# Toolchain architecture

<!--
Part of the Carbon Language project, under the Apache License v2.0 with LLVM
Exceptions. See /LICENSE for license information.
SPDX-License-Identifier: Apache-2.0 WITH LLVM-exception
-->

<!-- toc -->

## Table of contents

-   [Goals](#goals)
-   [High-level architecture](#high-level-architecture)
    -   [Design patterns](#design-patterns)
-   [Adding features](#adding-features)

<!-- tocstop -->

## Goals

The toolchain represents the production portion of Carbon. At a high level, the
toolchain's top priorities are:

-   Correctness.
-   Quality of generated code, including performance.
-   Compilation performance.
-   Quality of diagnostics for incorrect or questionable code.

TODO: Add an expanded document that details the goals and priorities and link to
it here.

## High-level architecture

The main components are:

-   [Driver](driver.md): Provides commands and ties together compilation flow.
-   [Diagnostics](diagnostics.md): Produces diagnostic output.
-   Compilation flow:

    1. Source: Load the file into a
       [SourceBuffer](/toolchain/source/source_buffer.h).
    2. [Lex](lex.md): Transform a SourceBuffer into a
       [Lex::TokenizedBuffer](/toolchain/lex/tokenized_buffer.h).
    3. [Parse](parse.md): Transform a TokenizedBuffer into a
       [Parse::Tree](/toolchain/parse/tree.h).
    4. [Check](check): Transform a Tree to produce
       [SemIR::File](/toolchain/sem_ir/file.h).
    5. [Lower](lower.md): Transform the SemIR to an
       [LLVM Module](https://llvm.org/doxygen/classllvm_1_1Module.html).
    6. CodeGen: Transform the LLVM Module into an Object File.

### Design patterns

A few common design patterns are:

-   Distinct steps: Each step of processing produces an output structure,
    avoiding callbacks passing data between structures.

    -   For example, the parser takes a `Lex::TokenizedBuffer` as input and
        produces a `Parse::Tree` as output.
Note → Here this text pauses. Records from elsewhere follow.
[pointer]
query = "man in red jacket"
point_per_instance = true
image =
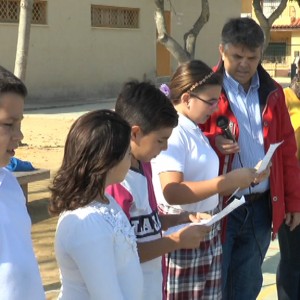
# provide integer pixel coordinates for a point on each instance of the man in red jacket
(255, 107)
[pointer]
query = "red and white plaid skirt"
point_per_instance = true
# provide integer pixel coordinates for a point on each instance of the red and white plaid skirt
(192, 274)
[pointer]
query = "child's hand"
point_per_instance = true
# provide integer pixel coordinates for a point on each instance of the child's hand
(190, 236)
(242, 177)
(263, 175)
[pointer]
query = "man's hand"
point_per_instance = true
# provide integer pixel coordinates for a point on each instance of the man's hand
(197, 217)
(292, 220)
(226, 146)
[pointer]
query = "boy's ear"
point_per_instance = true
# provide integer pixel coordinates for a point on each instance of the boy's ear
(135, 132)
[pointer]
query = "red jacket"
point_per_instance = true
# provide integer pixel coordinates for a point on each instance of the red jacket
(285, 170)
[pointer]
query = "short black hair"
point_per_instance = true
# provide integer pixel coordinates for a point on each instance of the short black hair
(243, 31)
(144, 105)
(9, 83)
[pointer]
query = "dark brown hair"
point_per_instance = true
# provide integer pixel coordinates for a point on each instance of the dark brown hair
(144, 105)
(195, 75)
(96, 142)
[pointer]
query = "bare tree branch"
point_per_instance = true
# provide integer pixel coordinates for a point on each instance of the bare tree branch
(164, 38)
(266, 23)
(191, 36)
(23, 38)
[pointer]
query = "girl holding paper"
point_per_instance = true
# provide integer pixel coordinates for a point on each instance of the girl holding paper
(185, 178)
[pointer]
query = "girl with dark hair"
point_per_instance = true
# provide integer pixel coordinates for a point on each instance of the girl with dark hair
(186, 178)
(94, 244)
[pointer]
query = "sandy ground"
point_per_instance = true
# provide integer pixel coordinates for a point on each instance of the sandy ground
(43, 141)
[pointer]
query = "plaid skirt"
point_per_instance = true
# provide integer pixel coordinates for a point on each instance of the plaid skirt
(194, 273)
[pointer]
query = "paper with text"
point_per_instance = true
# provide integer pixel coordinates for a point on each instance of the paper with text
(215, 218)
(266, 160)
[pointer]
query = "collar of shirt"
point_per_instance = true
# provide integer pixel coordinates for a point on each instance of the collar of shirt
(187, 123)
(234, 86)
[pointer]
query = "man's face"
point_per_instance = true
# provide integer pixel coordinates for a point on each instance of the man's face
(240, 62)
(11, 114)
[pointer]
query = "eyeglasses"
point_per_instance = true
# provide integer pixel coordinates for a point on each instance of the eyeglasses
(213, 103)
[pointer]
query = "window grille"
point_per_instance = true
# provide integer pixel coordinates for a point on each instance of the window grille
(10, 10)
(114, 17)
(269, 6)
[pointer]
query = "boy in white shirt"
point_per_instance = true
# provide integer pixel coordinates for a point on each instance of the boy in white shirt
(19, 273)
(152, 118)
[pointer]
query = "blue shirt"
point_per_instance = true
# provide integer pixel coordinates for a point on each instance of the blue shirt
(246, 108)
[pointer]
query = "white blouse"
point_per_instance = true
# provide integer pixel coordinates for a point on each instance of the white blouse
(97, 255)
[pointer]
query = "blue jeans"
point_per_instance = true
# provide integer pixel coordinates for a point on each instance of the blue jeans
(248, 237)
(288, 271)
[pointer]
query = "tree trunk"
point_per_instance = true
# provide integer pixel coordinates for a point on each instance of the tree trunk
(266, 23)
(23, 38)
(180, 53)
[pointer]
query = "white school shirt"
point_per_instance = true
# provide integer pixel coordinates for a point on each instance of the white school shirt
(19, 273)
(136, 197)
(96, 252)
(190, 153)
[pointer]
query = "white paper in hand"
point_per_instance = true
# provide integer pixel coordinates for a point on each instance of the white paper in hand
(266, 160)
(228, 209)
(215, 218)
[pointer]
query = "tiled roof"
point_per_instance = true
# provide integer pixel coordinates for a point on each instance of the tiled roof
(295, 24)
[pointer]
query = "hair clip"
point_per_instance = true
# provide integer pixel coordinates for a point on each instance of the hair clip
(165, 89)
(202, 81)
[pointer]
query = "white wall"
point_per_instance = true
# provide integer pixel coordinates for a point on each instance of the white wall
(69, 60)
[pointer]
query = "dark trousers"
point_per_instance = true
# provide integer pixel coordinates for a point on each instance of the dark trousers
(288, 271)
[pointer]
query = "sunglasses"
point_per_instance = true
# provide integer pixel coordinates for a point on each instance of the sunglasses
(213, 103)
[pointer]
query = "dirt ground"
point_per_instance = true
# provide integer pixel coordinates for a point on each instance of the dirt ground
(43, 141)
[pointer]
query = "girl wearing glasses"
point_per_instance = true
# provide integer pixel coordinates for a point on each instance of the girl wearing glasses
(186, 178)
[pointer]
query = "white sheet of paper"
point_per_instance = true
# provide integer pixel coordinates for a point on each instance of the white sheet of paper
(215, 218)
(266, 160)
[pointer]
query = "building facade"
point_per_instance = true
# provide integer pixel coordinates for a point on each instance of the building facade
(86, 49)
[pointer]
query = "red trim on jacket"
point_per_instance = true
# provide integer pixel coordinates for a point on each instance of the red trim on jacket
(285, 170)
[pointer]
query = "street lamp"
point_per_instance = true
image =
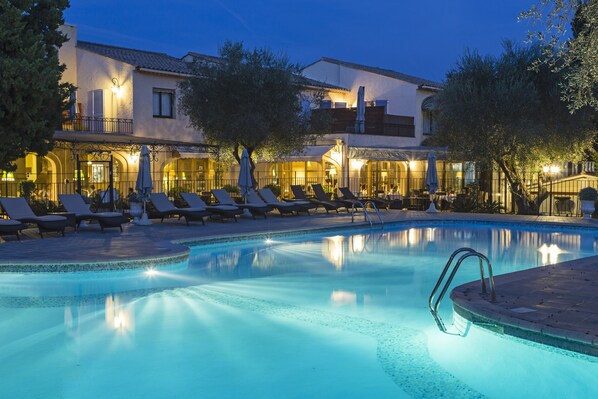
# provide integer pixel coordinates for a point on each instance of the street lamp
(551, 171)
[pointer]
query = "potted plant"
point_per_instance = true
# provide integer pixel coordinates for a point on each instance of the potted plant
(588, 197)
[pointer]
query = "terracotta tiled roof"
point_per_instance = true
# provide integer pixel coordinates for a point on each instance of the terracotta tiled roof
(385, 72)
(138, 58)
(164, 62)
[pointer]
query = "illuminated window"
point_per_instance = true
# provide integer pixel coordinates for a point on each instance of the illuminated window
(163, 103)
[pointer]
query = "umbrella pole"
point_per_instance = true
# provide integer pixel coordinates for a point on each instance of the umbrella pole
(144, 221)
(432, 208)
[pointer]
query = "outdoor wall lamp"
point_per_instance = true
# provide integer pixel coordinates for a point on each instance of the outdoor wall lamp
(116, 89)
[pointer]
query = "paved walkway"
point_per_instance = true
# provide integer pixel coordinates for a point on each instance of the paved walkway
(554, 304)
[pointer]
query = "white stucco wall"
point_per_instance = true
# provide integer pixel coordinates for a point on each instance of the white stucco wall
(403, 98)
(145, 124)
(96, 72)
(67, 54)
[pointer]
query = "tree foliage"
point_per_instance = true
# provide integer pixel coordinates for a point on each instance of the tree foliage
(569, 31)
(31, 96)
(498, 111)
(250, 99)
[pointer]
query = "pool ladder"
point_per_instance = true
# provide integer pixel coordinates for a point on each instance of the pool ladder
(465, 253)
(365, 212)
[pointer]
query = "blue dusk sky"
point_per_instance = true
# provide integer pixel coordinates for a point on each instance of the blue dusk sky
(416, 37)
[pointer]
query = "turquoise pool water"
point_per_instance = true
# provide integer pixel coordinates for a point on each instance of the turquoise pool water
(340, 315)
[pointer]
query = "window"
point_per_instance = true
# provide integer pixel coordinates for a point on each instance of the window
(429, 122)
(163, 103)
(381, 103)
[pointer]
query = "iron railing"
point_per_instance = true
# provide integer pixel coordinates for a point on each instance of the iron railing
(98, 125)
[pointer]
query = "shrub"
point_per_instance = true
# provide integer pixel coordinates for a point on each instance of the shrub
(42, 207)
(588, 194)
(26, 187)
(463, 203)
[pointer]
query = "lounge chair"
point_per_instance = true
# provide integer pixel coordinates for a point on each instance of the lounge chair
(271, 200)
(300, 195)
(321, 196)
(224, 211)
(9, 226)
(347, 195)
(283, 209)
(19, 209)
(166, 208)
(224, 199)
(75, 203)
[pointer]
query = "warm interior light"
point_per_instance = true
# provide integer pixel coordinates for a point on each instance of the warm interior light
(116, 88)
(133, 158)
(356, 164)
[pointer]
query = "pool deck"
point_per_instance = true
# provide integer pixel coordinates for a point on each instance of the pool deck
(554, 304)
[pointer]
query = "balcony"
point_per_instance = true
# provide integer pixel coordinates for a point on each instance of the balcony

    -   Performance: It should yield better locality versus a callback approach.

    -   Understandability: Each step has a clear input and output, versus
        callbacks which obscure the flow of data.

-   Vectorized storage: Data is stored in vectors and flyweights are passed
    around, avoiding more typical heap allocation with pointers.

    -   For example, the parse tree is stored as a
        `llvm::SmallVector<Parse::Tree::NodeImpl>` indexed by `Parse::Node`
        which wraps an `int32_t`.

    -   Performance: Vectorization both minimizes memory allocation overhead and
        enables better read caching because adjacent entries will be cached
        together.

-   Iterative processing: We rely on state stacks and iterative loops for
    parsing, avoiding recursive function calls.

    -   For example, the parser has a `Parse::State` enum tracked in
        `state_stack_`, and loops in `Parse::Tree::Parse`.

    -   Scalability: Complex code must not cause recursion issues. We have
        experience in Clang seeing stack frame recursion limits being hit in
        unexpected ways, and non-recursive approaches largely avoid that risk.

See also [Idioms](idioms.md) for abbreviations and more implementation
techniques.

## Adding features

We have a [walkthrough for adding features](adding_features.md).